Éviter une radicalisation de l’opinion en levant les tabous
Cependant, aujourd’hui, le chef de l’État souhaite une
nouvelle politique concernant l’immigration, qui accepte de
s’attaquer à certains tabous. « L’idée est de prendre les
devants, d’anticiper un bouleversement mondial en matière de
migrations et d’éviter une radicalisation de l’opinion »
explique cité la semaine dernière dans les Échos un proche du
président de la République. Or, objet de fantasmes récurrents,
tandis que son budget a continuellement progressé ces dernières
années, l’AME semble devoir faire partie aux yeux du chef de l’État
des sujets à aborder.
Filières
Emmanuel Macron n’ignore pas que la question pourrait diviser
fortement sa majorité et suscite déjà des divergences parmi ses
plus proches.

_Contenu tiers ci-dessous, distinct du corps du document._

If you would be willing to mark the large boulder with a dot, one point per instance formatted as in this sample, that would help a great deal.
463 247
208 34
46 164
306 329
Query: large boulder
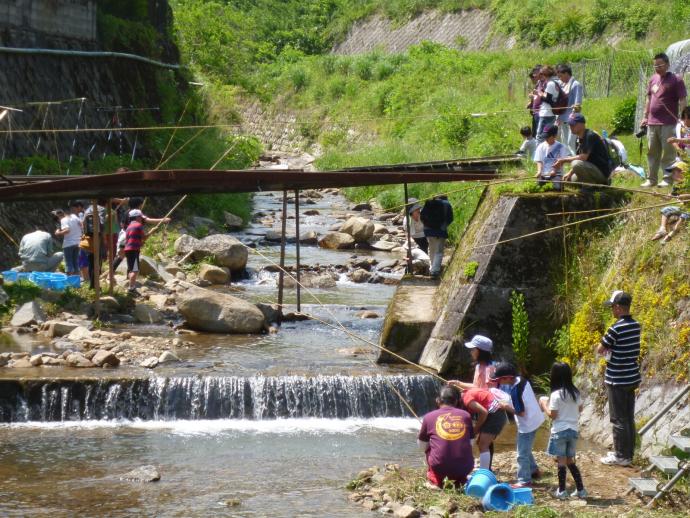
28 314
362 229
205 310
214 274
337 241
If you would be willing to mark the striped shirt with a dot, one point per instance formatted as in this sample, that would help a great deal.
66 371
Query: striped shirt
134 237
622 340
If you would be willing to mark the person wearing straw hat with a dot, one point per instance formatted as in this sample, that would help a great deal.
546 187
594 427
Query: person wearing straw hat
446 439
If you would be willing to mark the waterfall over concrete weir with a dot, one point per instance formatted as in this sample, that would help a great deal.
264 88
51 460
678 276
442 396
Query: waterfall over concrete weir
214 397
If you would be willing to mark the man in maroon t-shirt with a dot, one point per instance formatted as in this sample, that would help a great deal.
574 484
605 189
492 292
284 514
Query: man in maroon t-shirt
134 240
666 97
446 438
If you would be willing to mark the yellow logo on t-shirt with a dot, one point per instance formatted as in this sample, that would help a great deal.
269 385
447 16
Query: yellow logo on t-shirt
450 427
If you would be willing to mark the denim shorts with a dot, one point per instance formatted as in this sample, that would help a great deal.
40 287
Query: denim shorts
562 444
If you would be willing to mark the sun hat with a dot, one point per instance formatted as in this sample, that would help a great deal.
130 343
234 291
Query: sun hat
480 342
619 297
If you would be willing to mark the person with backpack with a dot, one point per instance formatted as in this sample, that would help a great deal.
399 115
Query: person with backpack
573 95
592 163
552 97
436 215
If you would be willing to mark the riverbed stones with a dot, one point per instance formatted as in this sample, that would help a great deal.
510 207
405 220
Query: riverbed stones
214 274
105 359
205 310
28 314
362 229
147 314
142 474
337 241
232 222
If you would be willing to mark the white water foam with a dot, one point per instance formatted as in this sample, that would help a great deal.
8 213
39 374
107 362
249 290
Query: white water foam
218 426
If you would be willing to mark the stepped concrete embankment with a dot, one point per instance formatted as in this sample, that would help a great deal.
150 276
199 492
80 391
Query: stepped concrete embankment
492 261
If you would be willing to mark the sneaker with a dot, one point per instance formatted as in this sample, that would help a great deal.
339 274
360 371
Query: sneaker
579 494
659 234
560 495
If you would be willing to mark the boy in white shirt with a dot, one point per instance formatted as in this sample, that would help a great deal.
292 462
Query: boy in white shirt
546 155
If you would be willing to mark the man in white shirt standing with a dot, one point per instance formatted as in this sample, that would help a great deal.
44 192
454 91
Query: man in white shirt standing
71 231
573 89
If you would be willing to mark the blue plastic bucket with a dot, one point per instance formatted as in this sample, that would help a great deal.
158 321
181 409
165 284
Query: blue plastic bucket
523 496
499 497
480 482
74 281
9 276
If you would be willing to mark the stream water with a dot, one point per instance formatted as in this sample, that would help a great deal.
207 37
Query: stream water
278 423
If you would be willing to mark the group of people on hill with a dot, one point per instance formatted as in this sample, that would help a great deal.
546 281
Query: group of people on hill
121 231
558 135
498 392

Ces derniers jours, certains ont en effet dénoncé ou
signalé des tendances "suspectes". De manière évasive, le ministre
de l’Intérieur, Christophe Cataner a ainsi estimé nécessaire de
réfléchir à la question du « phénomène de migration
sanitaire ». Plus concrètement, le délégué général de la
République en Marche (LREM) Stanislas Guérini a évoqué à la tribune
de l’Assemblée nationale l’existence de filières destinées au
remboursement de prothèses mammaires. Ces propos ont semblé
s’appuyer sur des signalements de la Société francophone de
transplantation, concernant non seulement des prothèses mammaires
mais également d’autres prises en charge. « Depuis quelques
années, nous constatons l’afflux de patients réfugiés (Ukraine,
Géorgie, Albanie, etc.) qui amenés par des passeurs, arrivent dans
nos services d’urgence, en situation très précaire, nécessitant par
exemple des séances de dialyse immédiate et désirant rapidement
s’inscrire sur nos listes de greffe de rein » relève ainsi
l’organisation dans une lettre au Comité consultatif national
d’éthique.
Étonnement et ignorance d’Agnès Buzyn
Cependant, même si l’existence d’abus était avérée, d’autres
au sein du gouvernement et de la majorité refusent toute
stigmatisation et remise en cause trop drastique de l’AME. Ainsi,
le ministère de la Santé s’est toujours montré très réticent à
critiquer ce système. Invitée à réagir aux propos de Stanislas
Guérini, Agnès Buzyn a ainsi paru la semaine dernière étonnée de
cet exemple et a rappelé que le remboursement des prothèses
mammaires ne pouvait se faire que dans le cadre d’une réparation
après chirurgie pour un cancer du sein. « Je n’ai aucune
information particulière (…). Il y a toujours un travail pour
lutter contre la fraude mais pas particulièrement les prothèses
mammaires (…). Je n’ai pas eu le temps de vérifier et en tout cas
ça ne m’a pas été rapporté » a souligné le ministre de la
Santé.
Différence entre principe légitime et fraudes à combattre
Inquiétude sur les soins psychiatriques
Face à ce sujet complexe, le gouvernement, qui a rappelé par
la voix d’Edouard Philippe son attachement au principe de l’AME,
pourrait s’orienter vers une redéfinition du panier de soins, afin
de mieux contrôler certaines dérives et mettre un terme à divers
fantasmes (les actes de procréation médicalement assistée et les
cures thermales par exemple ne sont pas pris en charge par l’AME).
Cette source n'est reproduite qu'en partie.